Aber nicht immer klappt das – manchmal geraten die
Parlamentarier*innen selbst ins Visier der Sicherheitsbehörden. Dem
schleswig-holsteinischen Bundestagsabgeordneten Lorenz Gösta Beutin, in der
Linksfraktion zuständig für Energie- und Klimapolitik, entzog der Bundestag
im März die Immunität, weil Beutin im Februar 2020 eine Protestaktion am
[1][Kohlekraftwerk Datteln 4 in Nordrhein-Westfalen] begleitet hatte.
Die Betreiberfirma des Kraftwerks, Uniper, zeigte ihn und 102 andere
Personen, die das Gelände betreten hatten, wegen Hausfriedensbruchs an.
„Aktionen, die die Sicherheit unserer Mitarbeiter oder die
Funktionsfähigkeit unserer Anlagen gefährden, können wir nicht hinnehmen“,
sagt ein Sprecher des Unternehmens der taz. Am 12. August muss Beutin sich
deshalb in Recklinghausen vor Gericht verantworten.
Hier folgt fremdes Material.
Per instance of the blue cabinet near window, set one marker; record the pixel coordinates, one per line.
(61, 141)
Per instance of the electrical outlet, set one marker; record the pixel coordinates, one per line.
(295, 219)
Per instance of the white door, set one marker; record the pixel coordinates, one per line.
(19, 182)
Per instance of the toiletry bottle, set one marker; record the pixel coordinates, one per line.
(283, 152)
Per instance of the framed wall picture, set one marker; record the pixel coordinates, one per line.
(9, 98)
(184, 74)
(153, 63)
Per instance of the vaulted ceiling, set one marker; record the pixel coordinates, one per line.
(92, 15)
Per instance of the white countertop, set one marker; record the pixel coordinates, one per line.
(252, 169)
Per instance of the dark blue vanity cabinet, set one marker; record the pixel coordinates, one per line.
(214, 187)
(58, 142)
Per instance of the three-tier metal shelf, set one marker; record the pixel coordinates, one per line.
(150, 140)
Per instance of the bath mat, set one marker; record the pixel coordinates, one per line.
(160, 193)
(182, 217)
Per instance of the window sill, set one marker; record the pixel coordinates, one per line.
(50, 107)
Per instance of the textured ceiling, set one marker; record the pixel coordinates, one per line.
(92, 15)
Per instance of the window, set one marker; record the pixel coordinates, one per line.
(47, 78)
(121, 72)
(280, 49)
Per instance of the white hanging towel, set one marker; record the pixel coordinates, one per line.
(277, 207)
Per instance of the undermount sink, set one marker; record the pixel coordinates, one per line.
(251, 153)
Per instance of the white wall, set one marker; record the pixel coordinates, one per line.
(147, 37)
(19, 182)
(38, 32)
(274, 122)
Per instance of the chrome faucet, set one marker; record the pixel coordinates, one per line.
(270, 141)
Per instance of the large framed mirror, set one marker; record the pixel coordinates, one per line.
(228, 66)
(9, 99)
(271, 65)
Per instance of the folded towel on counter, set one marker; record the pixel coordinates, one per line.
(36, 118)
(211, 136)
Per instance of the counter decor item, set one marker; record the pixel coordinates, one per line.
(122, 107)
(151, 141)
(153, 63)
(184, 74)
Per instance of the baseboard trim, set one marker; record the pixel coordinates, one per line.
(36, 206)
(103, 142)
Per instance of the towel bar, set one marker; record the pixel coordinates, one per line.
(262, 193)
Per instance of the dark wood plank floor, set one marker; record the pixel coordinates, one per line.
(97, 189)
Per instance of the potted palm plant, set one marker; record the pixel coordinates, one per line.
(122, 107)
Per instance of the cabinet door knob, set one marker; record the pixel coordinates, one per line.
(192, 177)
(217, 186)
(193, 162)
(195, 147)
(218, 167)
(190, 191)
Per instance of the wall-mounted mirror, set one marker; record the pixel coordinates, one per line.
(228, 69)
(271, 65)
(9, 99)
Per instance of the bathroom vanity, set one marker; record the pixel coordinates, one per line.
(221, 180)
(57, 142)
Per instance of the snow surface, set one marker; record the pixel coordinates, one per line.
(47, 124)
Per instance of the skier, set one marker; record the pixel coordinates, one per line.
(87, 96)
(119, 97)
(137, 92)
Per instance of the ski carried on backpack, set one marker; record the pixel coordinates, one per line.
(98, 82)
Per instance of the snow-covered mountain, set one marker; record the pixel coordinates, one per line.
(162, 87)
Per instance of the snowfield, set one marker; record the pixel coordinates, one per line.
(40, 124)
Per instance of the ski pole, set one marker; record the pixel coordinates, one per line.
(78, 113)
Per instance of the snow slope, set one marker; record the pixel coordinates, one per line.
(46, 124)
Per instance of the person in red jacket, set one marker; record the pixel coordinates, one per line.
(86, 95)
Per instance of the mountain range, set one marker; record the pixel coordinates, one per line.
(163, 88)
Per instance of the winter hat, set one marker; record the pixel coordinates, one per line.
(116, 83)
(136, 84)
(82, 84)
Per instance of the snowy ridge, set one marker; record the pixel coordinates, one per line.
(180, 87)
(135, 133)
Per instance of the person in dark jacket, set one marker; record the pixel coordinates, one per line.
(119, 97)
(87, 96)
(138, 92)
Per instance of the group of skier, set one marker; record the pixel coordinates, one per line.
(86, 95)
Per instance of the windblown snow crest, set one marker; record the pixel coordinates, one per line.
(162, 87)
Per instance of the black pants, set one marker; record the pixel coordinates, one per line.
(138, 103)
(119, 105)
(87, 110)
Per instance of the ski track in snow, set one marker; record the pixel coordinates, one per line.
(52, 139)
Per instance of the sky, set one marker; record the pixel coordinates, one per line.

Für den Abgeordneten Beutin ist das ein klarer Versuch, Klimaproteste zu
kriminalisieren, mitsamt den Beobachter*innen. „Parlamentarische
Beobachtung ist der gelebte Schutz des Grundgesetzes“, sagt Beutin. „Die
Kontrolle der exekutiven Gewalt staatlicher Sicherheitskräfte ist eine
Kernaufgabe des Parlaments.“
## Raus aus der Grauzone
Der Abgeordnete sieht das Strafverfahren in einer Reihe mit anderen
Einschnitten in die Versammlungsfreiheit, die gerade die Klimabewegung
besonders hart treffen. Da sei zum einen [2][das in NRW geplante
Versammlungsgesetz], das massive Einschnitte für Demonstrant*innen
vorsieht. So soll nach den Plänen von Innenminister Herbert Reul (CDU) das
Tragen uniformähnlicher Kleidung, wie auch die weißen Maleranzüge von
Ende Gelände, verboten werden, ebenso Blockadetrainings vor
Demonstrationen. Unter anderem Klimaschützer*innen, Jugendverbände,
Gewerkschaften und Fußballfans kritisieren den Gesetzesentwurf.
Mit der parlamentarischen Beobachtung habe er bislang noch nie Probleme
gehabt, sagt Beutin. Das liege aber nicht an einer rechtlichen Regelung,
sondern vielmehr an der Akzeptanz und dem Respekt, den er bei solchen
Einsätzen von Demonstrant*innen und Polizist*innen erfahre.
Oft hätten er und seine Kolleg*innen durch ihre Anwesenheit Situationen
entschärfen und Eskalationen vermeiden können. Nun reiche das offenbar
nicht mehr aus. Gemeinsam mit dem Bundesvorsitzenden der Linksfraktion,
Dietmar Bartsch, fordert er eine rechtliche Stärkung der
Parlamentarier*innen bei Demobegleitungen. Bislang befänden sich
solche Einsätze in einer Grauzone.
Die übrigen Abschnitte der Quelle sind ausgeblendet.